Wonderbag joins partnership to fight climate change
CapeNature and GCBR have been running community workshops about climate change for a while. “The Wonderbag initiative is a scaled-up version of what we have been doing,” says Wendy Crane from GCBR. “We can now reach many more people.”
This scaled-up version will see community members receiving information on climate change, as well as tips and tools on how to conserve the environment, use water wisely and save electricity and other sources of fuel.
At the same time, people will be taught about the Wonderbag and the spekboom - a small-leaved succulent indigenous to the Eastern and Western Cape, whose enormous carbon-storing capabilities make it a natural climate change fighter.
Follow-up workshop
Each participant will receive a spekboom cutting to plant at home. A few months later a follow-up workshop will take place and households whose spekboom plants are alive and healthy will receive a Wonderbag.
“Our goal is to spread the climate change message,” says Susan Botha from CapeNature. “We want communities to know about it and then do something to contribute. To this end, we give them tools, such as the Wonderbag and the spekboom, to join the fight in their own homes. The point is that if we all do our little bit, climate change can be mitigated.”
The Wonderbag company, whose main factory is in Tongaat in KwaZulu-Natal, provided the project with 1,000 Wonderbag DIY kits and trained two groups of women on making the cooking bags.
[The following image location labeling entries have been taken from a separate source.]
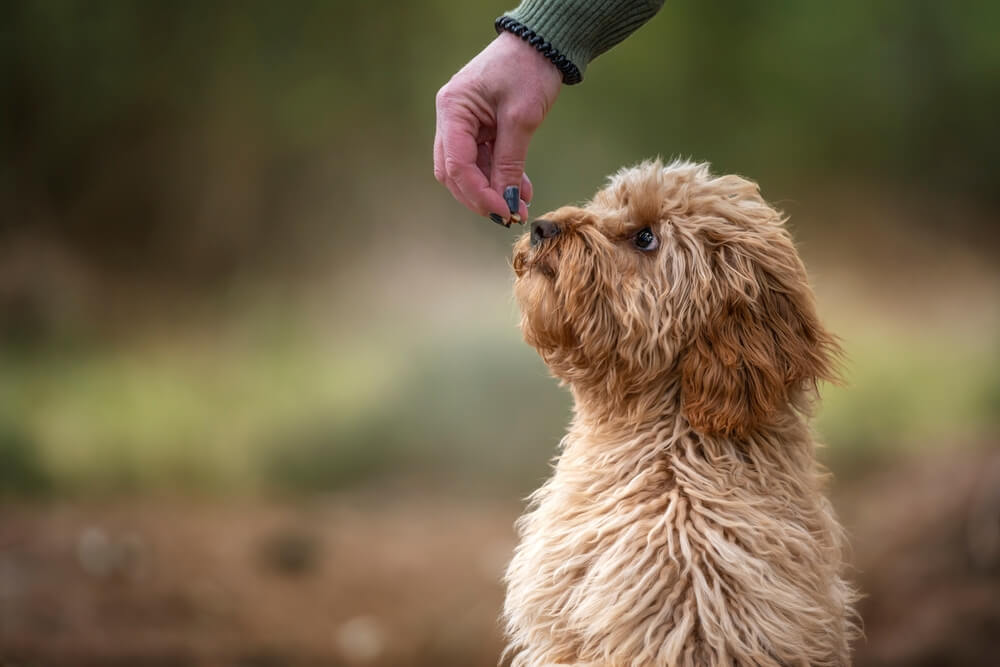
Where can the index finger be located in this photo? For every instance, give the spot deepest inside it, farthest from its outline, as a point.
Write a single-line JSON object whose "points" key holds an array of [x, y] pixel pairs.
{"points": [[460, 149]]}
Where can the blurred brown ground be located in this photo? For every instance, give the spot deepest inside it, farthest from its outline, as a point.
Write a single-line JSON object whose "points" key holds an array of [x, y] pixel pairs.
{"points": [[393, 578]]}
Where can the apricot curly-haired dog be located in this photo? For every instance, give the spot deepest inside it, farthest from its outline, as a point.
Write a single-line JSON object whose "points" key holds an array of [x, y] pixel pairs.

Two micro-factories were set up in homes in Oudtshoorn and De Rust where manufacturing is progressing well.
Once enough stock has been built up, the community workshops will start. The manufacturing and community workshop costs are funded by the Foundation for Human Rights and the government of Flanders.
Environmental assets
Explaining GCBR’s participation in the project, Crane says that the NGO’s objective is to showcase examples of how human development can be combined with environmental protection. “The fact is that many of our environmental assets are on private land in the hands of wealthy people. Our challenge is to find ways to assist poorer communities to balance environmental protection with their own livelihoods. This project is an excellent example of what can be done.”
A committee on which all three partners are represented will identify the communities to be visited. The details are still being confirmed, but the planning is that a minimum of ten and a maximum of 20 communities in and around Oudtshoorn and De Rust will be targeted.
The project also has a business development element. Of the 1,000 bags that are being manufactured, 750 will be used in the trade model. The remaining 250 will be given to a local women empowerment group to sell and, in so doing, start a small business.